Selbstfahrende Minibusse könnten im Personennahverkehr zukünftig als Zu- und Abbringer zu intermodalen Mobilitätsknoten oder zur Erschließung von Ortszentren eingesetzt werden. Automatisierte Kleinbusse werden derzeit im Leitprojekt „Digibus Austria“ als Ergänzung zum öffentlichen Personennahverkehr in Salzburg getestet. Mit dem zusätzlichen Mobilitätsangebot wird versucht das „Erste/Letze-Meile“-Problem zu lösen. Fluidtime verantwortet die Integration des neuen Transportangebots in ein regionales Mobilitätssystem.

Kunde & Partner

Salzburg Research Forschungsgesellschaft mbH koordiniert ein hochkarätiges Partnerkonsortium, in dem führende Unternehmen sowie Forschungsinstitute entlang der gesamten Wertschöpfungskette des Öffentlichen Personen-Nahverkehrs (ÖPNV) vom Fahrzeuganbieter bis zum Mobilitätsdienstleister zu den Ergebnissen beitragen.

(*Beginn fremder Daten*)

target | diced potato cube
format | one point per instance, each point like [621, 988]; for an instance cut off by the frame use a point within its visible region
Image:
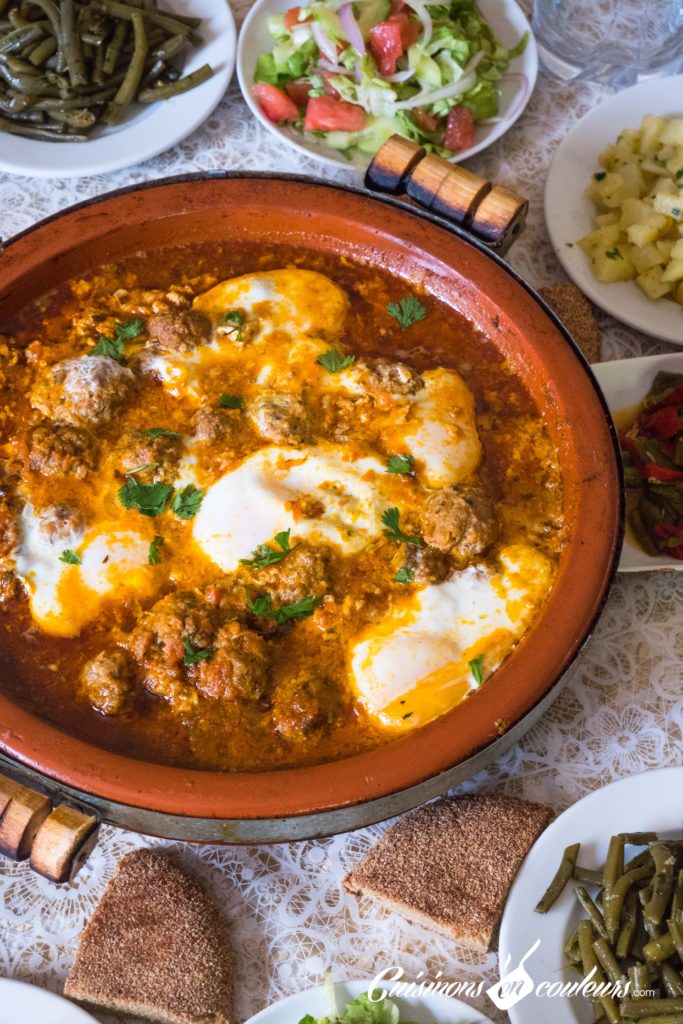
[645, 257]
[652, 285]
[672, 206]
[673, 270]
[612, 264]
[648, 230]
[651, 129]
[673, 132]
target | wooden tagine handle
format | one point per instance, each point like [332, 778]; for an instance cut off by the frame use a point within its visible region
[58, 840]
[494, 214]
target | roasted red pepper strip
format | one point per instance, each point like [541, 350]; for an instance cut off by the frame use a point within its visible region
[663, 423]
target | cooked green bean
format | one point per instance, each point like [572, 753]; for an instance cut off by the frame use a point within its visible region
[202, 74]
[560, 879]
[637, 1009]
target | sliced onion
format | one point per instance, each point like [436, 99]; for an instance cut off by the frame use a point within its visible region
[324, 43]
[424, 15]
[445, 92]
[351, 29]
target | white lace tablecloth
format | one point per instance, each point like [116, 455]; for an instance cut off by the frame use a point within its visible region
[622, 711]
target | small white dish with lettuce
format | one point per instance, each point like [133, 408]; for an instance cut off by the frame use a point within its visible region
[336, 78]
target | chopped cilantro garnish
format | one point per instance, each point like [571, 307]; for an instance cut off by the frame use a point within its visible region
[408, 311]
[236, 322]
[186, 502]
[193, 654]
[394, 532]
[154, 557]
[161, 432]
[262, 607]
[476, 668]
[230, 401]
[116, 346]
[334, 360]
[70, 557]
[263, 555]
[148, 499]
[400, 464]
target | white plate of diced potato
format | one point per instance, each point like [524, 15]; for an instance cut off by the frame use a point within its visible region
[614, 207]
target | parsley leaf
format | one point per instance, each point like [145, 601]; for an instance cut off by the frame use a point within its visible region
[148, 499]
[154, 557]
[394, 532]
[70, 557]
[186, 502]
[408, 311]
[162, 432]
[262, 607]
[193, 654]
[230, 401]
[236, 322]
[476, 668]
[334, 360]
[263, 555]
[400, 464]
[116, 347]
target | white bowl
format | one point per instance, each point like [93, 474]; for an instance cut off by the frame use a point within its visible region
[147, 130]
[569, 213]
[506, 18]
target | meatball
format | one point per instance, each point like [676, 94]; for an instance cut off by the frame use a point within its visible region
[427, 564]
[109, 682]
[9, 526]
[82, 391]
[239, 668]
[280, 418]
[178, 332]
[214, 424]
[301, 573]
[459, 520]
[59, 522]
[137, 450]
[396, 378]
[61, 451]
[303, 705]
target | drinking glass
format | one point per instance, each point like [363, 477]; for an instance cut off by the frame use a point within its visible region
[619, 42]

  • Virtual Vehicle Research Center
  • AIT Austrian Institute of Technology GmbH, Universität Salzburg – Center für Human-Computer Interaction
  • Universität für Bodenkultur – Institut für Verkehrswesen
  • Factum Chaloupka & Risser OHG
  • Kapsch TrafficCom AG
  • PRISMA solutions EDV-Dienstleistungen GmbH
  • Commend International GmbH
  • HERRY Consult GmbH
  • ÖBB-Holding AG
  • EasyMile SAS
  • Land Salzburg
  • Land Niederösterreich

Details

  • Das Leitprojekt „Digibus Austria“ wird im Rahmen der Forschungsschiene „Mobilität der Zukunft“ vom Bundesministerium für Verkehr, Innovation und Technologie mit 2,5 Mio. Euro gefördert. Die Gesamtkosten belaufen sich auf über 4 Mio. Euro.
  • Die Ergebnisse aus dem Leitprojekt „Digibus Austria“ werden die Grundlage für ein österreichisches Referenzmodell für die Realerprobung und den Betrieb von hoch- bzw. vollautomatisierten Fahrzeugen im öffentlichen Personennahverkehr bilden.
  • Sämtliche Methoden, Technologien und Modelle werden auf einer nicht-öffentlichen sowie zwei öffentlichen, regionalen Teststrecken in Salzburg und Niederösterreich erprobt. Die ersten Testfahrten für Forschungszwecke finden seit Juni 2018 in der Salzburger Gemeinde Koppl stattfinden.
  • Im Rahmen des Leitprojekts werden der verkehrssichere Betrieb auf Automatisierungsstufe 3 („Bedingte Automatisierung“, d.h. der/die Fahrer/-in muss bei Bedarf zeitgerecht eingreifen) nachgewiesen und die Grundlagen für die Erreichung der Stufe 4 („Hochautomatisierung“, d.h. keine Eingriffe sind notwendig, nur bestimmte Fahrszenarien) geschaffen. Dabei erforscht und erprobt das Projekt vor allem auch Methoden der Umgebungs- und Fahrgastinteraktion sowie die Einbindung in ein regionales, intermodales Mobilitätssystem.

Aufgabe Fluidtime

Fluidtime verantwortet bei dem Projekt die Integration von Digibus als Transportangebot in ein regionales Mobilitätssystem und verbindet den Transport-Service mit dem öffentlichen Nahverkehr vor Ort.

Zeitplan

Die ersten Testfahrten für Forschungszwecke werden ab Juni 2018 in der Salzburger Gemeinde Koppl stattfinden. Das Leitprojekt „Digibus Austria“ läuft von April 2018 bis März 2021.